Start One Person Company

Frequently asked questions

Who is eligible for the OPC?

An OPC can only be formed by a natural person who is both an Indian citizen and a resident of India. Furthermore, an individual is not permitted to be a member of more than one OPC simultaneously.

Can an OPC have a minor as its member?

An OPC cannot include a minor as a member.

Is OPC public or private?

OPC functions as a private company, possessing all its characteristics, except for its unique attribute of having only one shareholder.

What is the tax rate for OPC?

As of my last update in September 2021, the tax rate for OPCs in India aligns with that of other private companies. Companies with a turnover of up to 400 crore INR are subject to a corporate tax rate of 25%, while those with a higher turnover face a rate of 30%. Additionally, there may be additional taxes depending on the business's nature and activities.

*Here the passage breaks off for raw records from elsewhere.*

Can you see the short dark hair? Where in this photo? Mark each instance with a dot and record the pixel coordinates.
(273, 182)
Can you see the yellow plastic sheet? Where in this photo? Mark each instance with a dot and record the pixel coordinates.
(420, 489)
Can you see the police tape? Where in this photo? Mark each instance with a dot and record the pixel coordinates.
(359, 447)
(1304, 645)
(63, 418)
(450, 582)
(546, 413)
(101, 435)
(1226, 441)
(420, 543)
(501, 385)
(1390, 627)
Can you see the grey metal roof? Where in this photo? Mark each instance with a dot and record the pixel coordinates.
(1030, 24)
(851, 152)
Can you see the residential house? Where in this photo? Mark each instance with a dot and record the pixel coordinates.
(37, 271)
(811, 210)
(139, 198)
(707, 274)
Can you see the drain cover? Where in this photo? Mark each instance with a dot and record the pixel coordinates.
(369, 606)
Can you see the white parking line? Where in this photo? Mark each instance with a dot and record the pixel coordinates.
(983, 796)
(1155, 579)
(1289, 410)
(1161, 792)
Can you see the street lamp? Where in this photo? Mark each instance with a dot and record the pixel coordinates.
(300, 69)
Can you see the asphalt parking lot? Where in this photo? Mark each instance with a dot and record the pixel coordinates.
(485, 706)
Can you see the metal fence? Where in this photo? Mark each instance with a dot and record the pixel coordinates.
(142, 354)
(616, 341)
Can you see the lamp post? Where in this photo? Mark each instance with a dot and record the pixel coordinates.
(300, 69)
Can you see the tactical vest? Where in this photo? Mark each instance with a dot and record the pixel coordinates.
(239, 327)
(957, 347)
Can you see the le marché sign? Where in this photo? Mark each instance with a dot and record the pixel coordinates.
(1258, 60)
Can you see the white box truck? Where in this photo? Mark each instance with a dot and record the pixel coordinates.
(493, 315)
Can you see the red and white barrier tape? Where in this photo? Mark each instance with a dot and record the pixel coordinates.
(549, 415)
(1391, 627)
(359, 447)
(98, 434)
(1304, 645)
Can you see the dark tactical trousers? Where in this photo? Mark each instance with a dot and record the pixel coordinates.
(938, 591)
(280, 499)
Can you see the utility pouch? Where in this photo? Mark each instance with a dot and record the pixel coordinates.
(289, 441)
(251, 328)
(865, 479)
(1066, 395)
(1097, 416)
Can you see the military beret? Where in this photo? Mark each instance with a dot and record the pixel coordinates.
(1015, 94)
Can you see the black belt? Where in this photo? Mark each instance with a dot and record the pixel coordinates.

What is the role of a nominee in an OPC?

A nominee is designated to assume control of the OPC if the director passes away or becomes incapacitated.

Can OPC have directors?

Certainly, an OPC may appoint directors, but it must maintain a minimum of one director consistently. By default, the sole shareholder also serves as the director.

Can a one person company issue shares?

No, a one-person company is prohibited from issuing shares to the public, as it cannot raise funds through public share issuance. It is limited to having only one shareholder who possesses 100% of the shares.